No Attachments

chapter 4: The Decision

Nathan

Going to the store had been a mistake. I'd woken up this morning with the plan to call the client, but as I was showering, I couldn't shake Ashton's image from my mind. Against my better judgment, I decided to head to the small store where she worked. There was no reason to go. I had all the information I needed to end the case. I just wanted to get a glimpse of her one last time before I walked away. It was a purely selfish move, but I figured no one would get hurt. My client would have to wait a little longer for Ashton's location, but a few hours never killed anyone.
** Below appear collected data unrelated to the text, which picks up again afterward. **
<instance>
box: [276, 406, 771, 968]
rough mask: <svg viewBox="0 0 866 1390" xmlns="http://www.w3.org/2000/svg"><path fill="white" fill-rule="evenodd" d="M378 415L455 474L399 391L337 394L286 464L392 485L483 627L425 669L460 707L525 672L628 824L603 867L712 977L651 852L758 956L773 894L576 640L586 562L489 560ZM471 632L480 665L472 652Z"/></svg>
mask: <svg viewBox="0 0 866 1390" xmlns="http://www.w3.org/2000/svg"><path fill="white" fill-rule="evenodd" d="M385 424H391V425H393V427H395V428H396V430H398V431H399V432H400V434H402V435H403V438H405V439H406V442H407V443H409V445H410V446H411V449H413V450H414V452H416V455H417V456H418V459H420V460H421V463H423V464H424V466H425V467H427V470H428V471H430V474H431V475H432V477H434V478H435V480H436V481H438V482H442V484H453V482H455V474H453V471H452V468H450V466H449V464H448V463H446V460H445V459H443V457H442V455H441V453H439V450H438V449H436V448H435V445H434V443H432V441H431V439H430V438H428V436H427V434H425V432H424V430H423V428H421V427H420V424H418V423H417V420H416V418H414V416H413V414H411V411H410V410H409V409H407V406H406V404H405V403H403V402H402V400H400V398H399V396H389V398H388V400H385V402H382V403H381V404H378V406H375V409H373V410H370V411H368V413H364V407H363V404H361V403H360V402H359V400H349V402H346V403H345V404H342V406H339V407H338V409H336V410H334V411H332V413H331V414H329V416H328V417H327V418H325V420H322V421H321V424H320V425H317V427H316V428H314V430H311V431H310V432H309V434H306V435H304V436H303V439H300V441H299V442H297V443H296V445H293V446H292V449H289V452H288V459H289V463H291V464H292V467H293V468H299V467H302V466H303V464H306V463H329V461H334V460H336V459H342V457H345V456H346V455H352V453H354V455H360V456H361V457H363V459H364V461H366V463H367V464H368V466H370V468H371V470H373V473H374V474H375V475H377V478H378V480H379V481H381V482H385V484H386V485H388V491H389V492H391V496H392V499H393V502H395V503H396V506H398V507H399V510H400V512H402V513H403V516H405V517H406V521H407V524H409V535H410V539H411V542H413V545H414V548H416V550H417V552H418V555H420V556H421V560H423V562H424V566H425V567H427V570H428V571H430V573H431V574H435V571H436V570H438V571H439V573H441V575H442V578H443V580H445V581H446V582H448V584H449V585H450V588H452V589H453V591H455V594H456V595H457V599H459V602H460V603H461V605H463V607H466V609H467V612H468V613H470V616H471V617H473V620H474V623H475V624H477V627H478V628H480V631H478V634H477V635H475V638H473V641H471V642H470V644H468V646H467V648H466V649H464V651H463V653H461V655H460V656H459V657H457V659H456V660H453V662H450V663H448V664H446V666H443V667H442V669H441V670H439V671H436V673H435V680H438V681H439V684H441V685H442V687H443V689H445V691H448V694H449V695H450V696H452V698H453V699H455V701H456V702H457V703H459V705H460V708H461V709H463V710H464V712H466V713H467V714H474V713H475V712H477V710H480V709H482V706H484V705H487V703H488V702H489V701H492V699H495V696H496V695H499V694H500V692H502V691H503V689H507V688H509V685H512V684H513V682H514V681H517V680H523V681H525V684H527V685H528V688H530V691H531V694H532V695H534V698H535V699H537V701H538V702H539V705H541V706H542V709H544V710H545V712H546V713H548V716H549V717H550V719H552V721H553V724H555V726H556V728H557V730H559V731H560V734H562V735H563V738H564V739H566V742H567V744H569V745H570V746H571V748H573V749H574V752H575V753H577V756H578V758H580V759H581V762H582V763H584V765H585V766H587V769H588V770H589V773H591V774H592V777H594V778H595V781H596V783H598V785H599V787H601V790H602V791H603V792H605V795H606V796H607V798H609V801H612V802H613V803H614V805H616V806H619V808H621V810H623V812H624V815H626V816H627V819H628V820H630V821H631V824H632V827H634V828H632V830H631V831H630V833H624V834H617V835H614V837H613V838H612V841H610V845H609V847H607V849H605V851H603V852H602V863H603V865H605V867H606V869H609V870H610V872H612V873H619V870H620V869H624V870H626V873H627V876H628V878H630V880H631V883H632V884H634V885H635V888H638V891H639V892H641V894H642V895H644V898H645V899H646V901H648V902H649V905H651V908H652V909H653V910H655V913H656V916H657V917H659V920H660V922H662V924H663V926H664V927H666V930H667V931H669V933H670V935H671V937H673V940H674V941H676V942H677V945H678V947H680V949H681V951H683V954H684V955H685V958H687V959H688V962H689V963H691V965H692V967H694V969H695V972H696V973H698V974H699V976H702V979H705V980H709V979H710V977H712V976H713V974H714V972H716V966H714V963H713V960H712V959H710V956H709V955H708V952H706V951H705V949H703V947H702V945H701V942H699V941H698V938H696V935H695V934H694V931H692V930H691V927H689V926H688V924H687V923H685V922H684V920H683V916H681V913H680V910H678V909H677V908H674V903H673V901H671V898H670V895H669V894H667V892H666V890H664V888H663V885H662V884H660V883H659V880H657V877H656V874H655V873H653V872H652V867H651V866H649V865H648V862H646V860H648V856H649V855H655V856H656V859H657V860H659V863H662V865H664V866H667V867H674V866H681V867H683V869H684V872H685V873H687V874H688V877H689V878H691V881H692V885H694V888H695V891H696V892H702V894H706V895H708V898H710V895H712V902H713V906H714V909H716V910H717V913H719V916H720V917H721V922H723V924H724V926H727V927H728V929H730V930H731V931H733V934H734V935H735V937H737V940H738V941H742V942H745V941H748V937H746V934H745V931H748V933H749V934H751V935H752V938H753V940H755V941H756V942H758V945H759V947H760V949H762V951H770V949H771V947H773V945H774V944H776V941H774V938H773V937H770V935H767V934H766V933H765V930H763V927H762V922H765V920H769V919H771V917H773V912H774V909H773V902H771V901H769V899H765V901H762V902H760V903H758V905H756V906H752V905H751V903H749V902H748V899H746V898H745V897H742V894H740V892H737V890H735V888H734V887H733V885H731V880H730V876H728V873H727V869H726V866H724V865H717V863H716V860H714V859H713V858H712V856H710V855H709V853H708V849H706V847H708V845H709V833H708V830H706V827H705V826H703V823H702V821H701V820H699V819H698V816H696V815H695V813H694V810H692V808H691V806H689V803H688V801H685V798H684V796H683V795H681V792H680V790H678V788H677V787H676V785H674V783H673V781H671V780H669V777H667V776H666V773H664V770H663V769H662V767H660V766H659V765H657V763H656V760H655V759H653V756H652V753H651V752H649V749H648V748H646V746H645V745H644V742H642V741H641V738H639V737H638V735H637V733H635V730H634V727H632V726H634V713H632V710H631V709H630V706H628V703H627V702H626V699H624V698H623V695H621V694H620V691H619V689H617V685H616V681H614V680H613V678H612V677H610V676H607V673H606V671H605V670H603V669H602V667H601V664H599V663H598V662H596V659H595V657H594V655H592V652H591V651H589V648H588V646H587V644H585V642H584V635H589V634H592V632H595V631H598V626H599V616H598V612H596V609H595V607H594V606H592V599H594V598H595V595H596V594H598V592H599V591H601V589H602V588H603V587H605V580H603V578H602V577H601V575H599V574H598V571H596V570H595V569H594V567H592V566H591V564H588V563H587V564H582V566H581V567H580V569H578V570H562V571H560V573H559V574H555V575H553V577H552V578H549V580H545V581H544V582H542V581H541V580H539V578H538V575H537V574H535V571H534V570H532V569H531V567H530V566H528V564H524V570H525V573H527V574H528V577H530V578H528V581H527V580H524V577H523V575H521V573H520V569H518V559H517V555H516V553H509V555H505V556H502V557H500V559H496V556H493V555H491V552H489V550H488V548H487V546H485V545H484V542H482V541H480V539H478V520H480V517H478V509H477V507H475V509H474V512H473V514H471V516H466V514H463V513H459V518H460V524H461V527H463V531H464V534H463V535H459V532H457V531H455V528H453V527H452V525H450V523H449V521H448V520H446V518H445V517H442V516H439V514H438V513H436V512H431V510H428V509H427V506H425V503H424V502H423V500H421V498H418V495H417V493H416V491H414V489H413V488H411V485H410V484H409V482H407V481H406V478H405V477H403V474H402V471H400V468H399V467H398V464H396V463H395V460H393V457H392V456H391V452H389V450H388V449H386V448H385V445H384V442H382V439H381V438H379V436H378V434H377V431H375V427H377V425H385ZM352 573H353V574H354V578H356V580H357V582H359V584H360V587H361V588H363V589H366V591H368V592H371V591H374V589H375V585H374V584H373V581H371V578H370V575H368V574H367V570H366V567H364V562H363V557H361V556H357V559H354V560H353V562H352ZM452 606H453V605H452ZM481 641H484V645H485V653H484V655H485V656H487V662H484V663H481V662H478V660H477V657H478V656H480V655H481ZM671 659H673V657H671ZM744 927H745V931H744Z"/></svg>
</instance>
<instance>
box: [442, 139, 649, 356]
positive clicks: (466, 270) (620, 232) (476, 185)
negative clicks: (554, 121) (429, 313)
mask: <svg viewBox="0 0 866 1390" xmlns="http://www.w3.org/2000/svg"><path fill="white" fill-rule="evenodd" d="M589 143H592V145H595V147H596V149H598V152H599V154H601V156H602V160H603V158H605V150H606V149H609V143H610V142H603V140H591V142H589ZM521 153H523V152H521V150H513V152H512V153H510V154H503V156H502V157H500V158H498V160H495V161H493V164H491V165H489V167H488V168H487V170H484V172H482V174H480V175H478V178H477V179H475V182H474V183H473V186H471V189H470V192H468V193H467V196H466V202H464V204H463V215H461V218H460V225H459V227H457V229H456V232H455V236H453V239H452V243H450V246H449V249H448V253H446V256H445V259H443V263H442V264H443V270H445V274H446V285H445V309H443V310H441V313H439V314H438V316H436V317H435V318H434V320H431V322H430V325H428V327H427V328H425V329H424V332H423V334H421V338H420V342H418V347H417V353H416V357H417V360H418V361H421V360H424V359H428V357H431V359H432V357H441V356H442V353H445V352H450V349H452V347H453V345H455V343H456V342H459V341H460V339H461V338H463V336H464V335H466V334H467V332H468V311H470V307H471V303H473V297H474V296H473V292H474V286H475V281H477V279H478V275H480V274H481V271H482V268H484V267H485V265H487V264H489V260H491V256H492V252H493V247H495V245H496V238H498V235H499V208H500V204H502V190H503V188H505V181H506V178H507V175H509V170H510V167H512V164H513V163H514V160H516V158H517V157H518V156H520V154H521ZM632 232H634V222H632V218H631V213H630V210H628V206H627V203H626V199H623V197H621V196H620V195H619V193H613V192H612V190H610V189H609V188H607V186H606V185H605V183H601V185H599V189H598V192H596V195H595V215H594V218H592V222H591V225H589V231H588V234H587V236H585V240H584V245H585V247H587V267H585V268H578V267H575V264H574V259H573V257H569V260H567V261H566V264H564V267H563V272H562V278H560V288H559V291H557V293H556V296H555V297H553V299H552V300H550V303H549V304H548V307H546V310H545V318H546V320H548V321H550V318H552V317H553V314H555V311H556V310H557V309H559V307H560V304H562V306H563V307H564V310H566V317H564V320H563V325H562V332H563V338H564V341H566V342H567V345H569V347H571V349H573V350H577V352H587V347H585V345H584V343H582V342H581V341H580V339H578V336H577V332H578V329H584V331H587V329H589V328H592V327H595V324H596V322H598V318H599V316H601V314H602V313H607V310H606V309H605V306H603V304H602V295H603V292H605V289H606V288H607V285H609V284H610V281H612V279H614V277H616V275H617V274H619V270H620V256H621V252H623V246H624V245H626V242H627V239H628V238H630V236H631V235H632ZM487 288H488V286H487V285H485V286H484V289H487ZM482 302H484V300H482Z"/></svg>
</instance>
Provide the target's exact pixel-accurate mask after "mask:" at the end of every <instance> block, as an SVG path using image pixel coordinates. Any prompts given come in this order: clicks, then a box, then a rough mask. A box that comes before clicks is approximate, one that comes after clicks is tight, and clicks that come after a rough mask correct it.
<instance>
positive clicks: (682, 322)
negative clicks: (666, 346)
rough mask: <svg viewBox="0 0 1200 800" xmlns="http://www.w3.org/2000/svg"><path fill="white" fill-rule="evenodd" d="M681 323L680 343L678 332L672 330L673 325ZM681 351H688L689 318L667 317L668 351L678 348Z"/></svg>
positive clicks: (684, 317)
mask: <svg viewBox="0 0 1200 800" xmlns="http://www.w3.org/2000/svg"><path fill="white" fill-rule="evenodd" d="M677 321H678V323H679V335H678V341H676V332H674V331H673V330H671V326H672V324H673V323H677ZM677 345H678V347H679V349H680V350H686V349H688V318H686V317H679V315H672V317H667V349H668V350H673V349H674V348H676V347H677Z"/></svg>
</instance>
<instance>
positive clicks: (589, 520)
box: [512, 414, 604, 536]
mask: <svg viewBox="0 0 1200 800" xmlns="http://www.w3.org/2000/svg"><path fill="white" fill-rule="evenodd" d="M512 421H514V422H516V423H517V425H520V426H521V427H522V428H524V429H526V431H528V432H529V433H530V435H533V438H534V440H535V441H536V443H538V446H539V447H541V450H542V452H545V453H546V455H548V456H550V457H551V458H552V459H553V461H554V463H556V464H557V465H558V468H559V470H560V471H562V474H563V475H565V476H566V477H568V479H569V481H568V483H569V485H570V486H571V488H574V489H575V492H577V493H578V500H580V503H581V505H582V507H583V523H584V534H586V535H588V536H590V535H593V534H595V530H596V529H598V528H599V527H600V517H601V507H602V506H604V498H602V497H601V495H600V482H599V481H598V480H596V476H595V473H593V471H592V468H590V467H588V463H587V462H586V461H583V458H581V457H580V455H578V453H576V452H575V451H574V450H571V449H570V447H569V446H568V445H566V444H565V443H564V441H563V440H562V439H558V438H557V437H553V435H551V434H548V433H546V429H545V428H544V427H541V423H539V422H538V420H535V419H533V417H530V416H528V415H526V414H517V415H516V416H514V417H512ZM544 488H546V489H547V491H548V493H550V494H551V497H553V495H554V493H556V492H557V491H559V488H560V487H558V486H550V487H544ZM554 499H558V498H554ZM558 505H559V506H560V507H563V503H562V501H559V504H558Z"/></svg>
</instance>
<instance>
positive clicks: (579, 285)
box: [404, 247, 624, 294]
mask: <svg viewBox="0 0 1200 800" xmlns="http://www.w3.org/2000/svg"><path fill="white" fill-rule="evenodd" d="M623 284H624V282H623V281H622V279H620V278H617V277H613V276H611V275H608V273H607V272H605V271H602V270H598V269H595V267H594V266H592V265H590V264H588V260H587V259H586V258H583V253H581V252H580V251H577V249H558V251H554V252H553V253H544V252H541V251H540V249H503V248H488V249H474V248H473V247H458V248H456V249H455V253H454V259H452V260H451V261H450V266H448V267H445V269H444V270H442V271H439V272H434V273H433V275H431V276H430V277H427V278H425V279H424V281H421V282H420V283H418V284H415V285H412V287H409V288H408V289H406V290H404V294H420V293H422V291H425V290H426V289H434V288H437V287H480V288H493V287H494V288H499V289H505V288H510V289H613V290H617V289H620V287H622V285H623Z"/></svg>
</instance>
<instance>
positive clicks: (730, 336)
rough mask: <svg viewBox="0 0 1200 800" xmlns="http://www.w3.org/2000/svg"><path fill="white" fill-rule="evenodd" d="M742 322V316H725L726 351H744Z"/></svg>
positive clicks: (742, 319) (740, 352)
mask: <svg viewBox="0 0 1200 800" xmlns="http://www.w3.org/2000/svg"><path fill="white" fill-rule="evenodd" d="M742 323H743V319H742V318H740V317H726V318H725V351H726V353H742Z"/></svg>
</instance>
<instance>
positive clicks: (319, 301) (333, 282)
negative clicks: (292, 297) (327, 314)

Feeling jittery from my decision to put off the call, I decided to walk to the store rather than drive to clear my mind. The air outside had a crispness that wouldn't be felt in Florida until mid-December. It was actually a pleasure to walk outside without sweating my ass off from humidity, and had me contemplating whether I should hang up my scuba gear and head north. I'd miss diving, but the trade-off might be worth it. I'd lived in the same city in Florida all my life, and only stayed out of habit. When I was younger, I had lived in a small one-story house with my parents, though I don't really remember it. The summer I turned seven, my a*shole father flipped my life upside down when he decided he liked nailing his secretary better than living with us. My mom was too proud and hurt over his betrayal to take his money. The bills had piled up and eventually we were forced to leave the house behind. My grandparents welcomed us into their house, but it was way too small, even for four people. It was only for a short time anyway, while my mom scrimped and saved every cent she could. A small inheritance from a distant aunt added to our nest egg and finally, she was able to buy a single-wide trailer for us to live in. I was young enough to find the move to the trailer park exciting and different than our old neighborhood that was mostly made up of grouchy elderly couples. There were plenty of kids to play with, and during the summer, the trailer park opened the community pool. I was in hog heaven. It would be years later that I would realize how hard it had been on my mom to lose our house.

Living in a trailer did have its downfalls. It seemed every time we turned around something needed to be repaired. The repairs always seemed to set Mom's teeth on edge, but it was the Florida storms that worried her the most. During hurricane season she would watch the TV incessantly all hours of the night any time there was a storm brewing over the ocean. When I was ten, I asked her why we lived in a trailer and not a house if storms worried her so much. Her eyes had filled with tears before she swallowed hard and sat me down.

"I bought this trailer because that's all the money I had. I wanted something that was ours. No one will ever be able to take this from us. We will never be without a home again," she'd told me with steel in her voice. At that moment, I hated my lying sack of shit father more than anything. He took away the one thing that meant the most to her. I swore at that moment I would one day buy her a house just like the one she had lost. That day never came. She died three weeks before my twenty-third birthday. Not long after Jessica had torn my world to shreds. Within days, I had lost the two women I had loved—one from betrayal and the other from the irresponsible teenager who decided to run a red light.

I pushed the memories back to the far recesses of my mind. Now was not the time to get sentimental over memories that were best forgotten. I didn't want to remember how my mom had worked herself to the bone to provide for me, too proud to ever take money from my prick of a father.

By the time I made it to the general store, my past was locked away in the vault where it belonged. One solitary car sat forlorn in the dusty lot when I reached the store. I recognized it instantly as the one that had been parked in front of Ashton's cottage when I dropped her off the night before. Pushing the door open, I convinced myself that seeing her one last time would give me the closure I needed before reporting her whereabouts.

Of course, the little head took over again and rose to the occasion as soon as I laid eyes on Ashton bent over, stacking cans. My eyes traced the rounded curves of her ass and down a pair of perfectly-sculpted legs. I wanted nothing more than to put my hands on her hips and pull her flush against the part of me that was hard with arousal. When I left the store fifteen minutes later, I was in physical pain. I couldn't remember a time I'd ever wanted a woman as much as I wanted her. She was every bit, if not more enticing than she'd been the night before. Without the alcohol to loosen her up, she had blushed as red as a sunburn when I had teased her about her memory lapse from the previous evening. I could have stood there all day talking to her, but eventually, what had started as playful banter had escalated to downright lust. Dragging her delicate earlobe into my mouth was almost my undoing, and I had to force myself to walk away from her before I hauled her up in my arms and took what she'd offered so willingly the night before.

It took the entire walk back to the hotel for everything she instigated in my body to return to normal. Once my mind was able to focus on something other than what it would feel like sliding into her, I made a decision: Forget my rules this time and make her mine. We would do the deed once and the hunger would be abated. The magnetic pull she had over me would disappear, and I would complete the job I was hired for. I just needed to work her out of my system, then I'd turn her over and she would cease to be my concern after that. I felt more in control once I had the plan worked out in my head, despite the small voice that told me I was full of shit.